Our decision to create adaptable community buildings, even though our capacity to run everything ourselves has diminished, has invited us into an even new way of understanding community mission.  Partnerships.  We have begun forging partnerships with other community groups out of necessity.  There are two levels to this necessity – firstly, we wanted our surrounding communities to feel that our spaces were for them – they weren’t our clubrooms, they are places for community connection.  We needed our community to come in and bring their life with them.  The second aspect of necessity is that we cannot afford to do church without them.  Actually we never could – the church has always needed the goodwill and generosity of the community, but that need was often hidden by the ‘we are the church, we know what you need, you come and fit with us’ attitudes.  Nowadays, the insurance and compliance costs of having our buildings comes to something over $40,000.  We simply cannot afford to have these buildings without partnerships with other community-focused groups.  One of my bugbears over the years has been the way that people at church have used the term ‘hall-users’ when describing the groups from outside our traditional church life who are operating in the spaces.  Users?  Only rarely have these groups been offered the spaces for free.  They are contributors.  They are also life-savers.  Their activity in our spaces not only helps us pay for the costs of running the facilities but they also make us look better than what we are – with their help we offer a wide and interesting range of ways to seeks and build the peace of the city.  They bring life and colour and energy and interesting stories.  They also love our spaces and they tell their friends.  The language of ‘Community Centre’ is pretentious unless the space becomes a centre for community life.  That is happening more than we realise.

The ongoing challenge for us is to connect with the people who identify with our space as their space.  How do we host?  How do we relate?  We dance with the dancers, we relate to and care for the families, we smile and encourage people of all ages, and we invite people to treat the spaces as their own.  We behave in generous and kind ways.  We welcome.  We listen. We serve.
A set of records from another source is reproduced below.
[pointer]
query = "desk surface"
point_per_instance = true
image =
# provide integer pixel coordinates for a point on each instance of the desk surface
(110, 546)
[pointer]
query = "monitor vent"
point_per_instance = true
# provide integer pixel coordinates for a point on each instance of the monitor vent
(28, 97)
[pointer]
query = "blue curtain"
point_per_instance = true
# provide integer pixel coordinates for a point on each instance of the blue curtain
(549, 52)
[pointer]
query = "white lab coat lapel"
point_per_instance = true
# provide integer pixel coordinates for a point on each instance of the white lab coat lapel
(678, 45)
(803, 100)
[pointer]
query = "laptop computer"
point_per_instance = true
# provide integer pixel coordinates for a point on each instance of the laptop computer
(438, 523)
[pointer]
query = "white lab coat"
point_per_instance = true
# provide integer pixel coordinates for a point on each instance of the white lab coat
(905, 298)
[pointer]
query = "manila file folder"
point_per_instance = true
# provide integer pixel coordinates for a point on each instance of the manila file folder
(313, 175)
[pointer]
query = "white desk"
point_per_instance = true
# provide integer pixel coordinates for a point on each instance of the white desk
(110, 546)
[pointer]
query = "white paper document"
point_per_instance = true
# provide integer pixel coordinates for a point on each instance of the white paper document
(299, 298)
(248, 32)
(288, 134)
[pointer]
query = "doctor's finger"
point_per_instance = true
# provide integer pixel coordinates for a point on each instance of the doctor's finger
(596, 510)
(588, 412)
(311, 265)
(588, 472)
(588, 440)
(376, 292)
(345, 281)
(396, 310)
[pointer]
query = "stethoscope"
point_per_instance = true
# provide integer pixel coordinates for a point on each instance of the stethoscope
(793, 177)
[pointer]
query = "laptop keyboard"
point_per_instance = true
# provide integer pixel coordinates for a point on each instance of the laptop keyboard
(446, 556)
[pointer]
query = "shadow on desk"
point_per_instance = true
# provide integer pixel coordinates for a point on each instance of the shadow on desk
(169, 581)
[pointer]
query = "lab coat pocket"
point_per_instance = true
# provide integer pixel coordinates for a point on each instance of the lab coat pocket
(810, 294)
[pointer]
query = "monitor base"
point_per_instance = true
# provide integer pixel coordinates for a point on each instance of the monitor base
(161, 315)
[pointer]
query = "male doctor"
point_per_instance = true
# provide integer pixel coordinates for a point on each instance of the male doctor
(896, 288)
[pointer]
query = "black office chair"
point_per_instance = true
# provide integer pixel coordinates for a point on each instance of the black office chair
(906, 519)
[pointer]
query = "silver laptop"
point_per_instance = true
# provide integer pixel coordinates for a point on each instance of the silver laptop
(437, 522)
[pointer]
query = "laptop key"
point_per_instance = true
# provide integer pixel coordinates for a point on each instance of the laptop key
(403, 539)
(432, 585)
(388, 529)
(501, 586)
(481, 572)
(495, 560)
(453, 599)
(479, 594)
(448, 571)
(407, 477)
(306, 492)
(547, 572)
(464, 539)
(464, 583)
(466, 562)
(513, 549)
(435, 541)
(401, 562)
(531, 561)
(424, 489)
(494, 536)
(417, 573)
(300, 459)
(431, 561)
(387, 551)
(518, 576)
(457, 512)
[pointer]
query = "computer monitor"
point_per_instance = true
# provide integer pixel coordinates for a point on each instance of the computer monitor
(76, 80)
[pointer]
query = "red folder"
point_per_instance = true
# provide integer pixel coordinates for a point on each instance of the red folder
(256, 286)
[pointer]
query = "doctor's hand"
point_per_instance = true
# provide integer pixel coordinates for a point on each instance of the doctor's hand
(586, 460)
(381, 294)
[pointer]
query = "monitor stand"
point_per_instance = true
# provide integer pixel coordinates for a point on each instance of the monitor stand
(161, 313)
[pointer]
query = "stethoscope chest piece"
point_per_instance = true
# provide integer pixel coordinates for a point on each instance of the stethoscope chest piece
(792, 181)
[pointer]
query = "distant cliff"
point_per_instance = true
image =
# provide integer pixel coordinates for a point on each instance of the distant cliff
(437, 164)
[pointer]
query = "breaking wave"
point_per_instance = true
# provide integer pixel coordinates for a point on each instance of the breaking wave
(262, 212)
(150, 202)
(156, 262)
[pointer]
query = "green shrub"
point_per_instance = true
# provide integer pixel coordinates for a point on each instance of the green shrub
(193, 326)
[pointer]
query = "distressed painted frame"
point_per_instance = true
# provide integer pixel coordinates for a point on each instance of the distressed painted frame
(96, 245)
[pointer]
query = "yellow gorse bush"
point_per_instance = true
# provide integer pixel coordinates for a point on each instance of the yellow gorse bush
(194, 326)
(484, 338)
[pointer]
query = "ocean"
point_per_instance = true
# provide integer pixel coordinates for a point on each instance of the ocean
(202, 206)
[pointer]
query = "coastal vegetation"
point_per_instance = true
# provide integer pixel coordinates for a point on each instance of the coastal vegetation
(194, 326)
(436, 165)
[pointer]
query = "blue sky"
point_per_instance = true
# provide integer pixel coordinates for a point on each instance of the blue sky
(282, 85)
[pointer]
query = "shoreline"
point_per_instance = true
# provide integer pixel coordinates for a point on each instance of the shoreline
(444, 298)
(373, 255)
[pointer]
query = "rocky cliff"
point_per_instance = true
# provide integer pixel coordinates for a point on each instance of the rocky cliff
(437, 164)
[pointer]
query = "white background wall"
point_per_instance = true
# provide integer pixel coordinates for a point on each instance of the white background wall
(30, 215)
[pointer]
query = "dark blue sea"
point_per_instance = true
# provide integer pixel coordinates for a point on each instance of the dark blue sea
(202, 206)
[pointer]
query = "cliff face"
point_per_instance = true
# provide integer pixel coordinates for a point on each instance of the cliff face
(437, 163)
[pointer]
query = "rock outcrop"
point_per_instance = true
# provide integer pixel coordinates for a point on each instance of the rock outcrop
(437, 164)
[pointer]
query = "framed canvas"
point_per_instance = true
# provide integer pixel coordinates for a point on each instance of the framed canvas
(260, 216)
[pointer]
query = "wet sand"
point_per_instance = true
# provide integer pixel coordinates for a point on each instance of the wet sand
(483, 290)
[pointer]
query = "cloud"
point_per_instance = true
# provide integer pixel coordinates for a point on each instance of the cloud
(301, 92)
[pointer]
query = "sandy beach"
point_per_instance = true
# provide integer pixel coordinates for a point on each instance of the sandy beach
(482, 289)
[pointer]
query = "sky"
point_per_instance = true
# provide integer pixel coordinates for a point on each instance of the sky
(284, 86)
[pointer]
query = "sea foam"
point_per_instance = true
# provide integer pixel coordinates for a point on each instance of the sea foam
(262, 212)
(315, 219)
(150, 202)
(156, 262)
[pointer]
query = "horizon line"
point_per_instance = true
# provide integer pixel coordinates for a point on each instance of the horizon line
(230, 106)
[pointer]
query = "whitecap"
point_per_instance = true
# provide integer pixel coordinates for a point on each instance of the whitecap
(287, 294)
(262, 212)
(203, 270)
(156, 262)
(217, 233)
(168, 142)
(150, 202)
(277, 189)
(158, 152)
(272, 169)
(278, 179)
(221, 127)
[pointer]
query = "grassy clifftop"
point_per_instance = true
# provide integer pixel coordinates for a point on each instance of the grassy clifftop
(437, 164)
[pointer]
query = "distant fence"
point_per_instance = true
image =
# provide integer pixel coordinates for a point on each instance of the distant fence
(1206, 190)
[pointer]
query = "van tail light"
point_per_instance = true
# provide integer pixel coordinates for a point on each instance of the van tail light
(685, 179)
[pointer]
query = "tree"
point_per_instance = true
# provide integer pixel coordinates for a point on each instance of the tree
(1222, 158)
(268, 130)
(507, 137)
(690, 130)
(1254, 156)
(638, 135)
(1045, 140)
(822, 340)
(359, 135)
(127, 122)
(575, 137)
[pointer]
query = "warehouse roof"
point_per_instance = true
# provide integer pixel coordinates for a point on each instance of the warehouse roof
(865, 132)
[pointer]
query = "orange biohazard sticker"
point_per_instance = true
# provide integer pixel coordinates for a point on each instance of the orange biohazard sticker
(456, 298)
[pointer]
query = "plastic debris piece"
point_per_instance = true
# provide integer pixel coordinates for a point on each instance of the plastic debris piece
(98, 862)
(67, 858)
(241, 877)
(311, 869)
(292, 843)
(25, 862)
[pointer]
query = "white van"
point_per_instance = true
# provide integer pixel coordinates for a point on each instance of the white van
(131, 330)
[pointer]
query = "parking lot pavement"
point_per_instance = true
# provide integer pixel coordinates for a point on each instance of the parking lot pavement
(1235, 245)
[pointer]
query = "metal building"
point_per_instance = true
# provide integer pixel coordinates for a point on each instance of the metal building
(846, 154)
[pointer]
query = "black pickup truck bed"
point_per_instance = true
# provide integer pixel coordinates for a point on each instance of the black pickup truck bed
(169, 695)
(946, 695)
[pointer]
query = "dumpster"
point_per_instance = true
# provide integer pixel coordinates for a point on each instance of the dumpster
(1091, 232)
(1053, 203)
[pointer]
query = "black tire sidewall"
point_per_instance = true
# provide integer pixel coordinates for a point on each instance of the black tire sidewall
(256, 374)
Here’s a list of the kinds of activities happening in our spaces.  I happened to have my google diary open for the week beginning 17 November and here are the groups we are involved with either by providing or

through partnering:  

This year we also hosted the Citizens Advice Group while their usual space was undergoing repairs.

This next year the Community Centre through its partnerships, programmes and community funding has budgeted to receive $87,000.  This figure does not include the other revenue the church receives from other more occasional groups we are hosting in our buildings.  This income will all contribute towards the costs of insurance, building warrants of fitness, office staff, Community Centre management, electricity, cleaning, maintenance, coffee and tea, and advertising.  Just imagine us having to find that kind of resource without this significant community help!  And just imagine how small our life would be without those 300-plus people doing life in our spaces in any given week!

The greatest mystery to me has been why other churches haven’t adopted a model like ours.  The hardest challenge for the church these days – any church, is how to connect with the surrounding communities.  We don’t have all the answers on that one, but we have many people from our communities coming to activities in our spaces and wanting to help us keep those facilities open and fresh – they want to contribute, and they value our hospitality.  What a platform for connection we have!

We have a vision for The Village that is plastered on the front page of our Annual Report: To be an open, vibrant, vital, multifaceted, God-filled presence in our communities and play our part in the well-being of the city.  This vision contains a reference to the reading we heard from the Jeremiah 29 reading.  That we are to seek the peace of the city where God has sent us, for in its welfare we will find our welfare.

We can no longer do church without our communities – we can’t afford to, and we could never afford to.  Our well-being is in their hands.  Don’t you think that that is a curious, humble and amazing thing to work our way into as we find our way in the years ahead?